צָעַק (ṣāʿaq).  “BDB suggests the original meaning in Arabic was “sound as thunder.” This root means to call out for help under great distress or to utter an exclamation in great excitement.”[1]  “A strong outcry frequently indicates that righteousness is absent or judgment is being executed.”[2]

There are other words in Hebrew for crying out.  You’re probably more familiar with קָרָא (qārāʾ), especially since it’s used in Genesis 1 (“And God called . . .”).

The root qrʾ denotes primarily the enunciation of a specific vocable or message. In the case of the latter usage it is customarily addressed to a specific recipient and is intended to elicit a specific response (hence, it may be translated “proclaim, invite”). Infrequently, qārāʾ denotes just an outcry (e.g. Ps 147:9; Isa 34:14). Our root with the same semantic distribution occurs in Old Aramaic (KAI, II, p. 41), Canaanite (H. Donner and W. Rollig, KAI, Il, p. 22), and Ugaritic (UT 19: no. 2267). The most frequently recurring synonyms are /zaʿaq, šāwaʿ (to cry out urgently for help, Jer 20:8). The root occurs 689 times.[3]

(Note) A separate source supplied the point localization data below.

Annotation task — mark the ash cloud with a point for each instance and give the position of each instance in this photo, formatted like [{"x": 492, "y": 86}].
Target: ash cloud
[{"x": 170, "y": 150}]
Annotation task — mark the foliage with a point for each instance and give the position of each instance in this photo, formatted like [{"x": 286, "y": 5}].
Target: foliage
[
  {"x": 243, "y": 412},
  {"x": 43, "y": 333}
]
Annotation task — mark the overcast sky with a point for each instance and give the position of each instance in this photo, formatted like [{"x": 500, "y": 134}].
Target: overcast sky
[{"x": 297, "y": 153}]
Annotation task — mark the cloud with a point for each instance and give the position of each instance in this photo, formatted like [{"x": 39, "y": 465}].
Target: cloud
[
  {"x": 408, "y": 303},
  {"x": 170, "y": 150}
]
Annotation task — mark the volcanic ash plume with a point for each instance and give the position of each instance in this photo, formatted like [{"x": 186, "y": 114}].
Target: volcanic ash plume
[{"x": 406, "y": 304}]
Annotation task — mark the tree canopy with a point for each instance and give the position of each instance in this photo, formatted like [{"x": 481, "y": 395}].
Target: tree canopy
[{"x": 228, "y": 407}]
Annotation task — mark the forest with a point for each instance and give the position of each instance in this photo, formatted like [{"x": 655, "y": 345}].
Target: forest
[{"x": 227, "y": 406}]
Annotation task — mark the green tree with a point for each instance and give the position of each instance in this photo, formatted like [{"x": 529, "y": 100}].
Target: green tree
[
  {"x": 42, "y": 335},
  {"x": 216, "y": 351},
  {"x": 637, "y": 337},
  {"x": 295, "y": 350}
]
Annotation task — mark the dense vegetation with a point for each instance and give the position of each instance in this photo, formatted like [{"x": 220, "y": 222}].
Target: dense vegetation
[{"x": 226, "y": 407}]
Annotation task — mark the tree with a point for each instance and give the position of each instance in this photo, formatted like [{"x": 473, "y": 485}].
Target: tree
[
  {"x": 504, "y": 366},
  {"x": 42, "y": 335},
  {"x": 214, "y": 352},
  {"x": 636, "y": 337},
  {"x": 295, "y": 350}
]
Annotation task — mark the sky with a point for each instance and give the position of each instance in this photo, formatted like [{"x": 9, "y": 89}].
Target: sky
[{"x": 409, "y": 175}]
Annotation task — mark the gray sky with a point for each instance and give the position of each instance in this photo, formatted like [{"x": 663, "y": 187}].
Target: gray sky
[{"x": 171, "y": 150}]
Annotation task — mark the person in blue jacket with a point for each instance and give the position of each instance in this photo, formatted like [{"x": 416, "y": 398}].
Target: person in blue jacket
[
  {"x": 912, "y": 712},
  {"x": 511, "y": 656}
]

But ṣāʿaq isn’t naming.  It’s wailing!  “Why, oh why, Lord, don’t you pick up the phone?  I’ve called you over and over.  I put your number on speed dial.  But I never get a response.  My messages go unanswered.  I shout into the phone but nothing happens.  Have You forgotten all about me?  Have you blocked my number?  I know You’re there, somewhere, hidden from my sight.  Surely You hear me!  So, why don’t You answer?”  If we’re going to understand and feel the impact of this psalm, we’ll have to start with the experience of an unanswered call.  Remember that when we read the rest.

Topical Index:  ṣāʿaq, cry, call, Psalm 88:1

[1] Hartley, J. E. (1999). 1947 צָעַק. R. L. Harris, G. L. Archer Jr., & B. K. Waltke (Eds.), Theological Wordbook of the Old Testament (electronic ed., p. 772). Chicago: Moody Press.

[2] Ibid.

UT C.H. Gordon, Ugaritic Textbook, 1965

[3] Coppes, L. J. (1999). 2063 קָרָא. R. L. Harris, G. L. Archer Jr., & B. K. Waltke (Eds.), Theological Wordbook of the Old Testament (electronic ed., p. 810). Chicago: Moody Press.